The witch sat up, struggled to get her legs out from under Alex’s weight. “The Shaman knew we were coming. There were bandages and everything already laid out for me and when they put me on the couch … .”

Liam paused in his pacing long enough to stare down at her. “What happened?”

She bit her lower lip. “They already knew that it was Rylee that had been hurt. The Shaman muttered under breath, ‘That’s what you get for tangling with a giant’. I think she didn’t know I could hear her.”

He rocked back on his heels. “How the hell did they know?”

The sound of footsteps brought him around to see a grim-faced Dox.

“Crystal, the other Shaman, is here helping Louisa.”

Pamela beat Liam to the question burning through his mind. “Is Rylee going to be okay?”

Dox gave a slow nod. “I think so. They’re shifting the rib back in place. Once it’s there, then she should heal up.”

“How are they shifting it back in place?” Liam asked, a cold pulse of dread thrumming through him.

Dox swallowed hard, the glint of his lip ring catching the light. “They had to cut her open. I left before—”

Without another thought Liam bolted for the door, but Dox caught him around the waist and threw him backward.

Snarling, Liam charged forward again, but he hadn’t taken two steps, and then he couldn’t move at all. Not even his head. A spell held him fast, took away his freedom. Just like before. Sweat and fear slid through him, which only enraged his wolf.

“I’m sorry, Liam. You have to stay here,” Pamela said, but all he heard was Milly’s voice, her taunting words, and the feel of the collar around his neck.

No, Pamela would never be trusted.
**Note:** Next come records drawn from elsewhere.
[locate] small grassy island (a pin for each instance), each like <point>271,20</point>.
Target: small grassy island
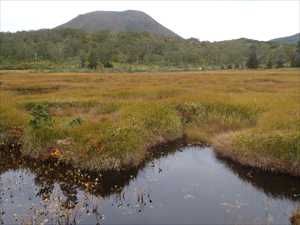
<point>110,121</point>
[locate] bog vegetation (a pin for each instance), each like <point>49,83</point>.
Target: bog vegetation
<point>70,49</point>
<point>107,121</point>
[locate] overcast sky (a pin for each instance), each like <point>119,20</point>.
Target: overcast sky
<point>205,20</point>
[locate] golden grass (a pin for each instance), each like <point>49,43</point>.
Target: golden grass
<point>243,113</point>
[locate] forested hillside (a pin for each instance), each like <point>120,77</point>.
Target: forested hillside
<point>110,49</point>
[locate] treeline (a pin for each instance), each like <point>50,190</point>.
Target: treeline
<point>108,49</point>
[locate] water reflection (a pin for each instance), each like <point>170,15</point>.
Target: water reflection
<point>177,185</point>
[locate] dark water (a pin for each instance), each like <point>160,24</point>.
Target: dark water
<point>189,185</point>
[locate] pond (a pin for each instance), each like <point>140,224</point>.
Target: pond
<point>186,185</point>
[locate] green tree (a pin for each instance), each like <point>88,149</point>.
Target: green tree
<point>252,61</point>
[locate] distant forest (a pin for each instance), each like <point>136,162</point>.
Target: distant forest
<point>108,49</point>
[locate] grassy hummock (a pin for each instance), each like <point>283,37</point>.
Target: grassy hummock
<point>102,121</point>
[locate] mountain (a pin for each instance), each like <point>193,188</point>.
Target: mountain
<point>293,39</point>
<point>125,21</point>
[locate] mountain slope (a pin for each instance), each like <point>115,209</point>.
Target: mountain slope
<point>293,39</point>
<point>125,21</point>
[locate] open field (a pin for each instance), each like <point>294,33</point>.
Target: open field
<point>109,121</point>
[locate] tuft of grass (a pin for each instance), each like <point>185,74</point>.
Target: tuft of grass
<point>110,120</point>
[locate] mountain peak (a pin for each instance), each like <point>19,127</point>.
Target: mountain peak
<point>118,21</point>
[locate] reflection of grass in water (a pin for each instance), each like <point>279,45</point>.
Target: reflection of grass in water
<point>295,218</point>
<point>122,115</point>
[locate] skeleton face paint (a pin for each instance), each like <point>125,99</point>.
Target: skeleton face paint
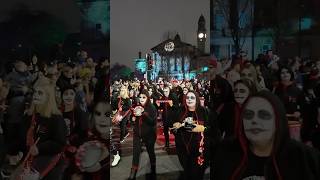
<point>39,96</point>
<point>102,119</point>
<point>123,92</point>
<point>241,93</point>
<point>246,74</point>
<point>166,92</point>
<point>143,99</point>
<point>191,100</point>
<point>150,92</point>
<point>185,90</point>
<point>259,121</point>
<point>68,96</point>
<point>285,75</point>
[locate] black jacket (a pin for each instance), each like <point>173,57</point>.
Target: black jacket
<point>52,133</point>
<point>295,162</point>
<point>146,124</point>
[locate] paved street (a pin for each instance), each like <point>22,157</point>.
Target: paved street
<point>168,167</point>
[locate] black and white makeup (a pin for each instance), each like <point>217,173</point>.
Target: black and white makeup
<point>143,99</point>
<point>102,120</point>
<point>39,96</point>
<point>246,74</point>
<point>150,91</point>
<point>285,75</point>
<point>68,96</point>
<point>185,90</point>
<point>191,100</point>
<point>241,93</point>
<point>259,121</point>
<point>166,91</point>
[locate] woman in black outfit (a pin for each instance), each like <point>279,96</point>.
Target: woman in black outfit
<point>144,132</point>
<point>46,137</point>
<point>264,149</point>
<point>192,126</point>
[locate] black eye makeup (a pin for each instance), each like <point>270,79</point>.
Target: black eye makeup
<point>248,114</point>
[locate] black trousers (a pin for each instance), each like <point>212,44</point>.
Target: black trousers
<point>123,127</point>
<point>166,124</point>
<point>137,145</point>
<point>16,137</point>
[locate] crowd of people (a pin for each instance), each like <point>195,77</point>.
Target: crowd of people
<point>243,119</point>
<point>55,119</point>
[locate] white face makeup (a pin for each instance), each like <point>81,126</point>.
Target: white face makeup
<point>143,99</point>
<point>123,92</point>
<point>241,93</point>
<point>39,96</point>
<point>102,120</point>
<point>166,92</point>
<point>68,96</point>
<point>191,100</point>
<point>259,121</point>
<point>246,74</point>
<point>285,75</point>
<point>185,90</point>
<point>150,92</point>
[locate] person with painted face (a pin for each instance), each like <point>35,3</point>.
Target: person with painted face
<point>77,122</point>
<point>264,149</point>
<point>192,126</point>
<point>20,84</point>
<point>122,104</point>
<point>168,103</point>
<point>228,122</point>
<point>100,133</point>
<point>292,97</point>
<point>46,136</point>
<point>144,129</point>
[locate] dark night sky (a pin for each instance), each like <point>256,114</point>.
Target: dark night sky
<point>65,10</point>
<point>138,25</point>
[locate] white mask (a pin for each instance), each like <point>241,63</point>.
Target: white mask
<point>185,90</point>
<point>246,74</point>
<point>241,93</point>
<point>285,75</point>
<point>259,121</point>
<point>39,96</point>
<point>101,120</point>
<point>143,99</point>
<point>191,100</point>
<point>68,96</point>
<point>166,92</point>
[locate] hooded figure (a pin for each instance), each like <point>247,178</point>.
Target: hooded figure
<point>264,149</point>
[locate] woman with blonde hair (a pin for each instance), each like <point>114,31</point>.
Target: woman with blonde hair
<point>46,137</point>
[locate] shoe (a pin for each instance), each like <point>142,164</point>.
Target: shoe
<point>133,174</point>
<point>5,174</point>
<point>116,159</point>
<point>126,135</point>
<point>167,145</point>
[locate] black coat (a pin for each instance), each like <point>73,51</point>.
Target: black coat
<point>296,162</point>
<point>146,125</point>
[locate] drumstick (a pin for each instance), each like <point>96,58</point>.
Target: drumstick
<point>29,152</point>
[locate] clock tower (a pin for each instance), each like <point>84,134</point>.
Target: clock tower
<point>201,34</point>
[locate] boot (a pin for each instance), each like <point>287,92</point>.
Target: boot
<point>153,173</point>
<point>167,144</point>
<point>133,174</point>
<point>116,159</point>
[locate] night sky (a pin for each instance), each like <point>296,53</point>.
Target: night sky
<point>65,10</point>
<point>139,25</point>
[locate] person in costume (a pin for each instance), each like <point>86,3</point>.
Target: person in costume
<point>264,149</point>
<point>144,129</point>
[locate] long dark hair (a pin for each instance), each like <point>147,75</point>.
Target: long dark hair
<point>280,138</point>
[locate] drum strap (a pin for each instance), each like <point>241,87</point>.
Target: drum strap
<point>51,165</point>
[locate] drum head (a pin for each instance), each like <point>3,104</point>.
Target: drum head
<point>90,154</point>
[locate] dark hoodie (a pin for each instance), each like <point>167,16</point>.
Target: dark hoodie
<point>289,159</point>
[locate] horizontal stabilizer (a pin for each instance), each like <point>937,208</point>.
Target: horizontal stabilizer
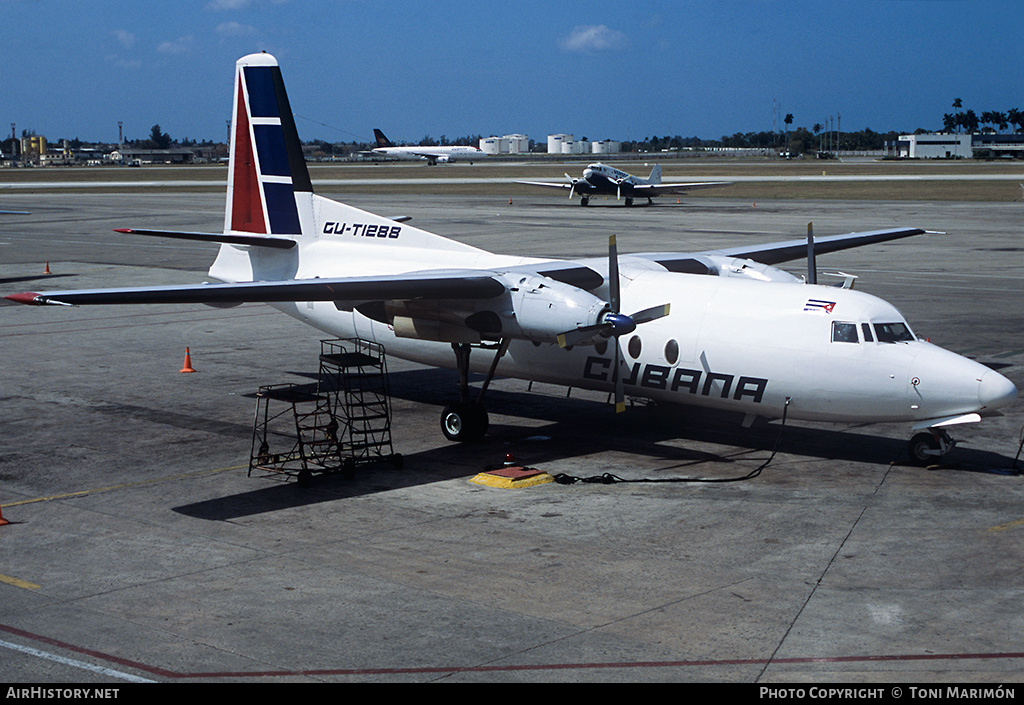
<point>252,240</point>
<point>797,249</point>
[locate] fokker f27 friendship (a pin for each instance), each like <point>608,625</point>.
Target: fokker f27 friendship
<point>601,179</point>
<point>721,329</point>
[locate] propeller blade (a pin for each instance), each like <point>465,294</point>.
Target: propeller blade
<point>651,314</point>
<point>617,376</point>
<point>613,275</point>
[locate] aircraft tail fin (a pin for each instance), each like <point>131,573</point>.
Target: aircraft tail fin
<point>266,168</point>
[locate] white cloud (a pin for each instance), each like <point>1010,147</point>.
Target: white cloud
<point>588,38</point>
<point>125,39</point>
<point>233,29</point>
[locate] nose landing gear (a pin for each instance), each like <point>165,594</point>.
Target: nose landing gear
<point>466,420</point>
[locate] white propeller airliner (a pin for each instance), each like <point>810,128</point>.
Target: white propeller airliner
<point>432,155</point>
<point>601,179</point>
<point>722,329</point>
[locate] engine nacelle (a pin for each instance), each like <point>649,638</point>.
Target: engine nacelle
<point>748,268</point>
<point>543,308</point>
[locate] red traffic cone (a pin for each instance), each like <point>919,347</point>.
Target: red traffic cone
<point>187,366</point>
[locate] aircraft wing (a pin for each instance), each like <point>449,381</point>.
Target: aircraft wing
<point>788,250</point>
<point>427,285</point>
<point>658,189</point>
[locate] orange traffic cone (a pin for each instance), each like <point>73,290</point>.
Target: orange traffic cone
<point>187,366</point>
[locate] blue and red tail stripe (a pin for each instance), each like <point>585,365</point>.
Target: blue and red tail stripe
<point>267,166</point>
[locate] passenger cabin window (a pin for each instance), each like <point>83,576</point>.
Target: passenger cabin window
<point>893,332</point>
<point>844,332</point>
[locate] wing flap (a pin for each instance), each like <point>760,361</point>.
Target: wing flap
<point>434,286</point>
<point>790,250</point>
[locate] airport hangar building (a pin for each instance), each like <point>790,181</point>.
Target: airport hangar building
<point>949,146</point>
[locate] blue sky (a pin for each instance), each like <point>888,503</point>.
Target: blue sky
<point>623,70</point>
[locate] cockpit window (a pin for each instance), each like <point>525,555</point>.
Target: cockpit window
<point>893,332</point>
<point>844,332</point>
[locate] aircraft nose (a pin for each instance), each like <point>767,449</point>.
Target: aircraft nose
<point>995,391</point>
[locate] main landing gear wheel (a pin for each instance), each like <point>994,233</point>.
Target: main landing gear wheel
<point>928,448</point>
<point>464,421</point>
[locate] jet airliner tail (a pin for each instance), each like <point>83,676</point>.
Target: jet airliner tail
<point>270,201</point>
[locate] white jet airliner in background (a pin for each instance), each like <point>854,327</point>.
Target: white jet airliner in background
<point>601,179</point>
<point>433,155</point>
<point>721,329</point>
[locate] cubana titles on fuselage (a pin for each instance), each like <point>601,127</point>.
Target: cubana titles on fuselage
<point>724,329</point>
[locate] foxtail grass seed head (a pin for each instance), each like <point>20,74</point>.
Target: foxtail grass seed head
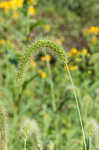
<point>33,49</point>
<point>3,128</point>
<point>62,55</point>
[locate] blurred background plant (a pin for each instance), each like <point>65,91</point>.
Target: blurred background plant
<point>75,26</point>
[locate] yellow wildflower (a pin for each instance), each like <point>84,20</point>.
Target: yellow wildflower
<point>10,43</point>
<point>43,75</point>
<point>88,54</point>
<point>89,71</point>
<point>2,42</point>
<point>43,58</point>
<point>74,50</point>
<point>39,71</point>
<point>48,57</point>
<point>30,1</point>
<point>47,117</point>
<point>47,27</point>
<point>86,31</point>
<point>33,64</point>
<point>59,42</point>
<point>15,15</point>
<point>19,3</point>
<point>94,30</point>
<point>84,51</point>
<point>94,40</point>
<point>32,11</point>
<point>65,68</point>
<point>73,68</point>
<point>78,59</point>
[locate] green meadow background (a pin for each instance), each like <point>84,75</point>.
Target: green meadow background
<point>42,112</point>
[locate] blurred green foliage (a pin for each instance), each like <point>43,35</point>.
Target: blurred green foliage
<point>74,25</point>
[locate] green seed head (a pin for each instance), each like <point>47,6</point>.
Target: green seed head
<point>34,48</point>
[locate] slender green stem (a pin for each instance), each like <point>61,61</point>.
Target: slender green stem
<point>52,85</point>
<point>78,107</point>
<point>3,128</point>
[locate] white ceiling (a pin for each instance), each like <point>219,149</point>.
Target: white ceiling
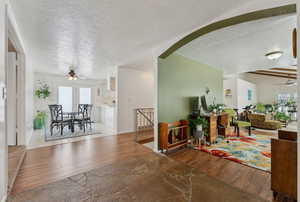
<point>96,35</point>
<point>242,48</point>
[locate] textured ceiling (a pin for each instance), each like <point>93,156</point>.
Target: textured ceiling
<point>96,35</point>
<point>242,47</point>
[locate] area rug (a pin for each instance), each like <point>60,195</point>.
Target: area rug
<point>253,151</point>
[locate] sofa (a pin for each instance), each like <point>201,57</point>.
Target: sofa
<point>284,165</point>
<point>263,121</point>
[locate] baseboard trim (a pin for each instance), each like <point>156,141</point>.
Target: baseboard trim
<point>4,198</point>
<point>126,132</point>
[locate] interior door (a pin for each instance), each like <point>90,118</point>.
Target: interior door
<point>11,99</point>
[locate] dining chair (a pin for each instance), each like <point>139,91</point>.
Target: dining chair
<point>86,111</point>
<point>57,119</point>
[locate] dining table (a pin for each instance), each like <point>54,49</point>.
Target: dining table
<point>72,116</point>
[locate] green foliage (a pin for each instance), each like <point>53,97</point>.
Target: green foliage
<point>40,115</point>
<point>290,103</point>
<point>217,107</point>
<point>43,91</point>
<point>281,117</point>
<point>260,108</point>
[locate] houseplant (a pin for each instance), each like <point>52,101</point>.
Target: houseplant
<point>39,120</point>
<point>216,108</point>
<point>279,116</point>
<point>42,91</point>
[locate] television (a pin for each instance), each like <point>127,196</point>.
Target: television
<point>204,104</point>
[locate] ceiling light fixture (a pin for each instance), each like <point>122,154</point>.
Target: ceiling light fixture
<point>72,75</point>
<point>275,55</point>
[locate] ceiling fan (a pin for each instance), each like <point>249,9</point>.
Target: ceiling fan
<point>72,75</point>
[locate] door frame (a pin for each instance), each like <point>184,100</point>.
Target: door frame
<point>21,88</point>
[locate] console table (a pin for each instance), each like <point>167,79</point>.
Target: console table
<point>215,120</point>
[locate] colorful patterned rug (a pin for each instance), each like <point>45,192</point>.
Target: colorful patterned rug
<point>253,151</point>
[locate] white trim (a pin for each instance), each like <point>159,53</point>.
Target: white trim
<point>4,198</point>
<point>125,132</point>
<point>298,91</point>
<point>155,144</point>
<point>15,39</point>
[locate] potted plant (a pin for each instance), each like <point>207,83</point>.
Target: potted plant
<point>39,120</point>
<point>42,91</point>
<point>216,108</point>
<point>282,117</point>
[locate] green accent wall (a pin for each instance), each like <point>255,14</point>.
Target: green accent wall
<point>180,78</point>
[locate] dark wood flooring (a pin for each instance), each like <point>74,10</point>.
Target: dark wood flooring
<point>247,179</point>
<point>50,164</point>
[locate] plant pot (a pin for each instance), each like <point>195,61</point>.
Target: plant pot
<point>38,123</point>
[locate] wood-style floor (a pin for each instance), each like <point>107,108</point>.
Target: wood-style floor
<point>247,179</point>
<point>49,164</point>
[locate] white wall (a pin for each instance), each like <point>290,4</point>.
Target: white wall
<point>242,96</point>
<point>3,144</point>
<point>239,93</point>
<point>268,87</point>
<point>135,90</point>
<point>230,101</point>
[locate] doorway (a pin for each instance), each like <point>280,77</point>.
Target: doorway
<point>15,107</point>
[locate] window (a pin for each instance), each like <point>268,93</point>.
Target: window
<point>85,96</point>
<point>65,98</point>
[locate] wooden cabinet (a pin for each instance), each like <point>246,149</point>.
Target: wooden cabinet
<point>212,132</point>
<point>173,135</point>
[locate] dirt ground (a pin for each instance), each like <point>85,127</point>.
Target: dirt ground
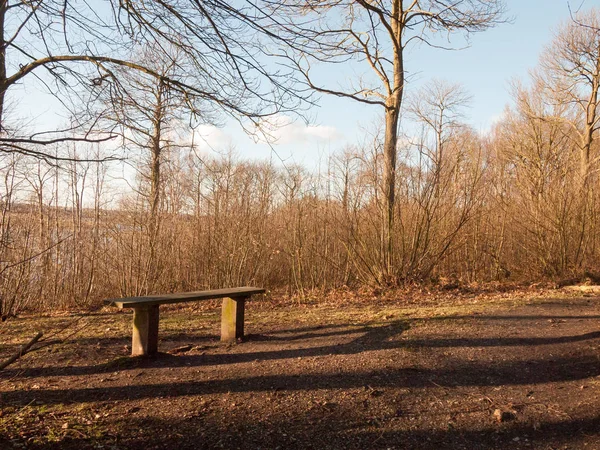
<point>500,373</point>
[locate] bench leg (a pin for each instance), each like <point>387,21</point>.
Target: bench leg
<point>145,331</point>
<point>232,319</point>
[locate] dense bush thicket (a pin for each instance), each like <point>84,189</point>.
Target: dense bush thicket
<point>502,206</point>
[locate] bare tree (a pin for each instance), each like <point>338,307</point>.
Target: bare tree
<point>377,34</point>
<point>570,70</point>
<point>69,49</point>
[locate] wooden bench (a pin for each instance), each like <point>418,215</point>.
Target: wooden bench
<point>145,314</point>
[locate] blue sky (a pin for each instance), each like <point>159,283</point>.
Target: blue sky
<point>486,69</point>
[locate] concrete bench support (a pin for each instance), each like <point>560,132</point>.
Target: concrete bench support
<point>232,319</point>
<point>145,330</point>
<point>145,314</point>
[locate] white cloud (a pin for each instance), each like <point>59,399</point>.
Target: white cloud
<point>283,130</point>
<point>209,137</point>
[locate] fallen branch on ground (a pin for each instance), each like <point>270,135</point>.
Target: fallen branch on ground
<point>24,349</point>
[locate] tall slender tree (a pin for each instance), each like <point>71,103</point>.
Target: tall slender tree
<point>375,33</point>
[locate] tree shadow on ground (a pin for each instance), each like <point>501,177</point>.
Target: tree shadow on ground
<point>339,429</point>
<point>368,338</point>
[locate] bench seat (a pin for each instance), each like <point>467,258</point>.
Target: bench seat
<point>145,314</point>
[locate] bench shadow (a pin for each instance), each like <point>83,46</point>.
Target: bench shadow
<point>370,338</point>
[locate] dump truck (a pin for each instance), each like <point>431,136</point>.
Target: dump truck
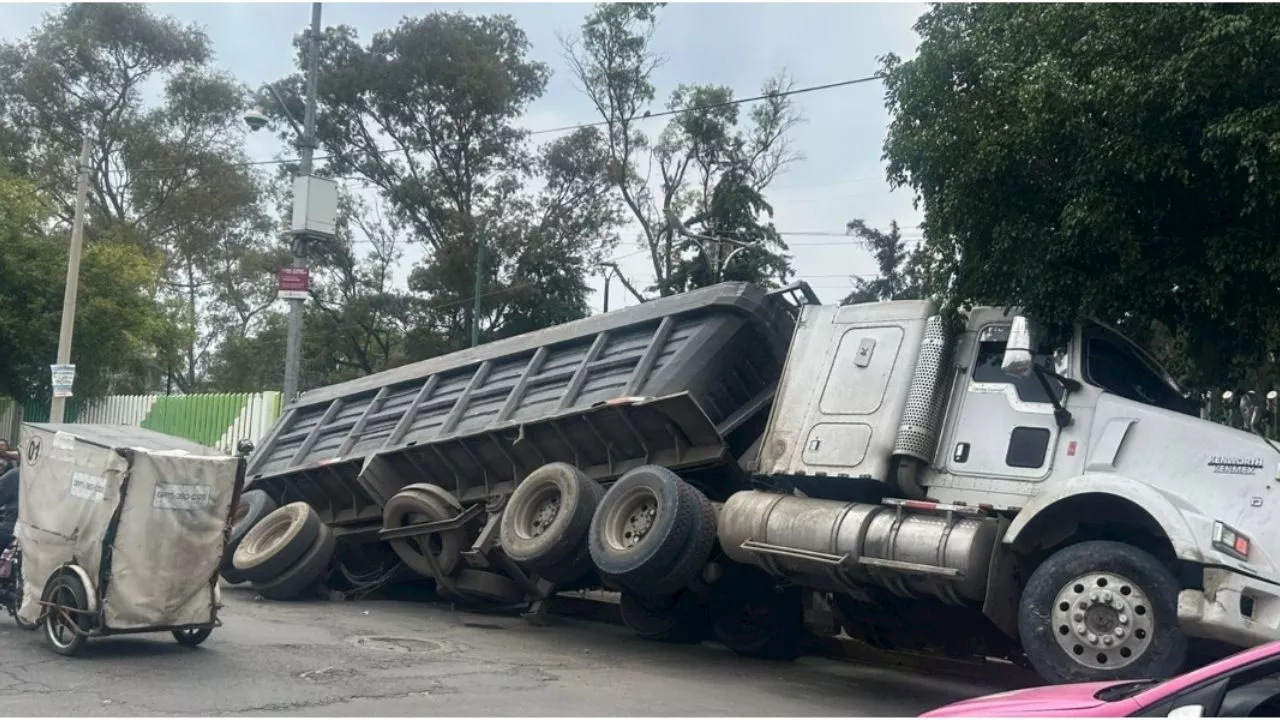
<point>753,465</point>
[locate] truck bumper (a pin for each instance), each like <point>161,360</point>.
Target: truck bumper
<point>1234,609</point>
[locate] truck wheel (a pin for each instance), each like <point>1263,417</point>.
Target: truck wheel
<point>1101,610</point>
<point>277,542</point>
<point>673,619</point>
<point>410,507</point>
<point>548,516</point>
<point>696,552</point>
<point>254,505</point>
<point>641,525</point>
<point>305,573</point>
<point>753,616</point>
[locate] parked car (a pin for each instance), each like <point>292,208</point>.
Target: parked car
<point>1246,684</point>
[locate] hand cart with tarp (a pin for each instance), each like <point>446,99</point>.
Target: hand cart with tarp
<point>122,531</point>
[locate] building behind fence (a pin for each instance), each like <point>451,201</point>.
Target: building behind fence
<point>211,419</point>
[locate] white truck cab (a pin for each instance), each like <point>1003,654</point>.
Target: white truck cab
<point>922,477</point>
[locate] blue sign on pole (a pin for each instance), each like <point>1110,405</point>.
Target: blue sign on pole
<point>64,377</point>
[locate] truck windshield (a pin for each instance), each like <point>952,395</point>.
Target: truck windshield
<point>1115,364</point>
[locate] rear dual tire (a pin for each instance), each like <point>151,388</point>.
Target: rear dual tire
<point>653,533</point>
<point>252,507</point>
<point>1101,610</point>
<point>547,520</point>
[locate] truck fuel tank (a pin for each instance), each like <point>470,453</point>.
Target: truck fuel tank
<point>906,551</point>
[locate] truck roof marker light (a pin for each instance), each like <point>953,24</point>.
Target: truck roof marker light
<point>1230,541</point>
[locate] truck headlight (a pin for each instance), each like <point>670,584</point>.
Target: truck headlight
<point>1230,541</point>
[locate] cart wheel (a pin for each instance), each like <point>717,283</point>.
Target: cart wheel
<point>192,637</point>
<point>65,623</point>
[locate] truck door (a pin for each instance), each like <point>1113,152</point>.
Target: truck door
<point>1002,425</point>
And if she wasn’t careful, that lack of trust would bring them head to head.

And just like the other witches he’d dealt with, she’d lose.

Chapter 5

THE THING WITH being unconscious is that your mind can play tricks on you. Nasty ones, as usually is my case.

I could have sworn that there were hands inside of me, moving bits and pieces around. I didn’t feel pain, just pressure and soft voices, then the sound of my skin popping, as a needle and thread sewed me up in layers. But how could that all be when we were in London, at Jack’s place … no, there had been a giant and red caps. The memories slid through me as the last stitch tightened, pulling my wound together. I lay there on my back in the back seat of Dox’s truck, my body slick with sweat and blood, the smell of whatever herbs and poultices the Shamans had used were heavy in the air and gave me a pleasant, tingling numbness all over.